平心而论,狄进不喜欢那条路,也不想为了自己的学说,整日与那些文人辩论交锋,还是觉得按照现在的风格走下去,更合自己的心意。
吕夷简也只是这么一说,没想到对方是真的能开创,居然还不乐意那么做,又回归正题:“《洗冤集录》推广不易,狄三元此番回朝后,要做好准备!”
狄进笑笑:“刑案著作的空白,就注定了《洗冤集录》的重要性,我倒是不担心这個,何况还有诸位相助!”

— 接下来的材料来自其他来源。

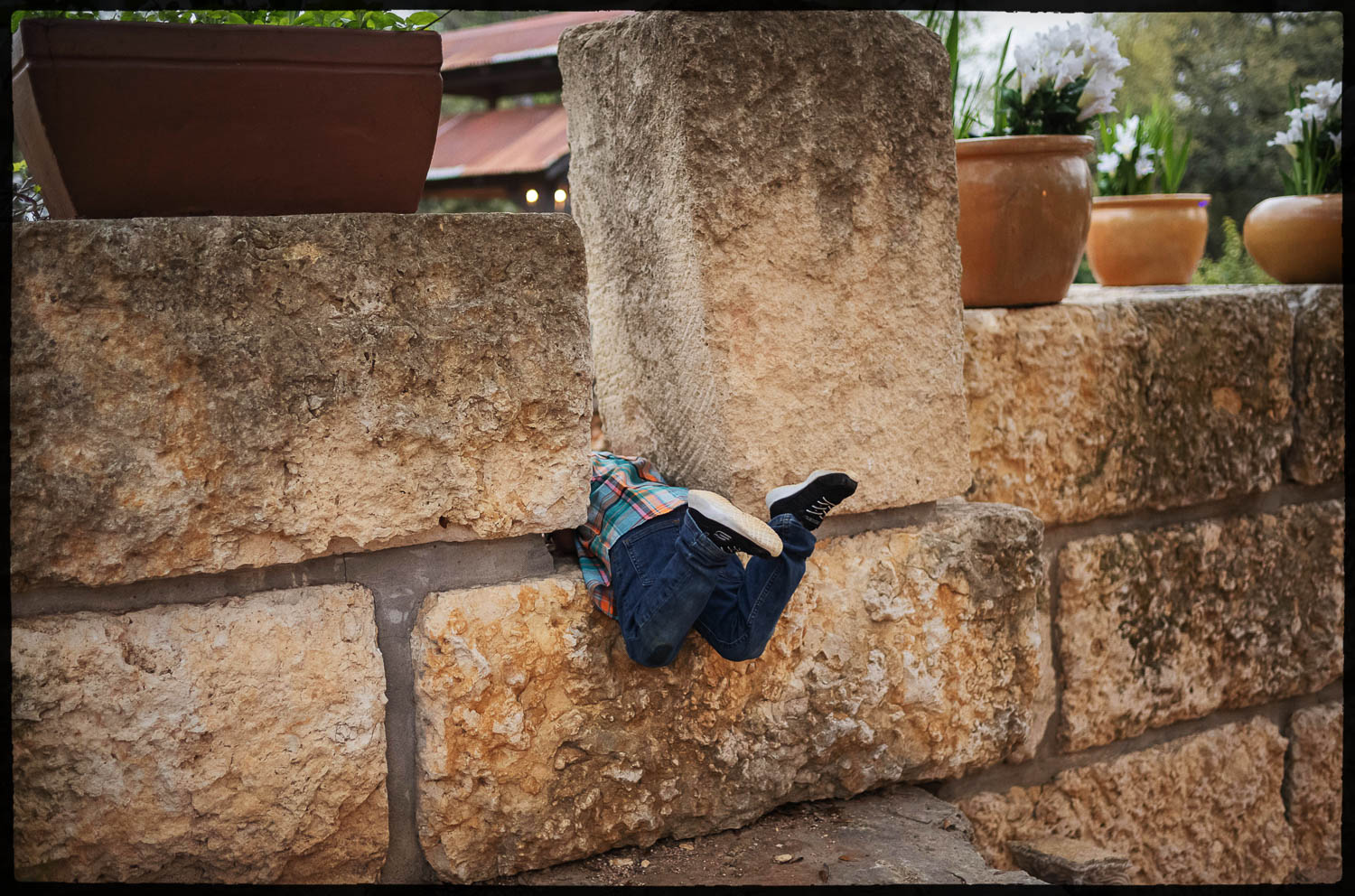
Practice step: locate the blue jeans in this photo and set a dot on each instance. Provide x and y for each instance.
(669, 578)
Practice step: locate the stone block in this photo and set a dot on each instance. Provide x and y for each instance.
(1129, 398)
(1319, 451)
(195, 395)
(1175, 622)
(1313, 790)
(238, 742)
(905, 655)
(899, 834)
(1060, 860)
(1201, 809)
(769, 209)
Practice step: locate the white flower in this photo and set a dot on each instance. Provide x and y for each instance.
(1062, 54)
(1098, 94)
(1067, 70)
(1311, 113)
(1126, 135)
(1324, 94)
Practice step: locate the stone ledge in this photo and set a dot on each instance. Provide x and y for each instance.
(1175, 622)
(197, 395)
(1118, 400)
(236, 742)
(905, 655)
(1202, 809)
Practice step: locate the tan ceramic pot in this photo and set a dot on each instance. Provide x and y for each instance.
(1297, 238)
(1148, 238)
(1024, 208)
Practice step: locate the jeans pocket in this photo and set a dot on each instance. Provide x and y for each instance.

两人心照不宣,吕夷简可不是一次推书这么简单,接下来朝野上下的吕氏门生都会支持《洗冤集录》的推广,借助这本著作,吕夷简同样也将展现出自身的影响力,重回太后的眼中。
所以双方的合作只是刚刚开始。
狄进也不客气:“我带公孺回京如何?”
吕夷简心里很疼爱这个小儿子,年龄大了其实也想儿女在膝前承欢,但他更在乎儿子的前程,所以立刻道:“小儿能有狄三元教导,是其福分,他若有懒惰懈怠之处,尽管训诫!”
狄进道:“公孺很是懂事,不过在文教方面,我更青睐应天书院,曾在泰州治水的范希文将任教书院,整顿书院风气,到时让公孺去书院进学半年?”
“范希文……”
吕夷简想到那个曾经通过信件,不亢不卑阐述治水经验,希望得到朝堂支持的范仲淹,目光微动,也认可了这份评价,抚须道:“好!那就让他去应天书院进学半年!”
聊完孩子,以双方的政治默契,倒也没什么可说的了,狄进办理完手续,正式卸下了兖州同判之位,与吕夷简告辞,返回自己的住所。
刚到房间,一人就转了出来,恭敬行礼。
狄进看向这位志向过于远大的渤海王族:“你愿意随我离开兖州?”
大荣复没有迟疑:“愿意!”
狄进颔首:“有舍方有得,这才是真正有远见的选择。”
大荣复如今也想通了,局限于一州之地,想要复国,实在是希望渺茫,倒不如借着机会,搭上这位前程远大的宋廷官员。
他坚信以对方的年龄,迟早要通过对外战绩来提升巩固自己的地位,到那个时候,渤海遗民的机会就来了。
而在这之前,他要努力融入这个圈子,称呼都变得有几分特别的亲近:“狄公子,京东路提刑司错判的案子,我这里倒是有了些眉目……”
狄进目光微动:“你听公孺说的?”
“是!”
大荣复毕竟给吕公孺下过毒药,为了避免这个弟子在师父面前煽风点火,说自己的坏话,还是特意交好的,先是买了许多甜食,后来更是投其所好,讨论起了案情:“我听吕小郎君描述了被害者许冲死亡当晚的情形,服下毒药,死状痛苦,周遭之人却没有听到任何惨呼呻吟,其妻子沈氏也一夜不醒,直至清晨,种种细节都让人在意……”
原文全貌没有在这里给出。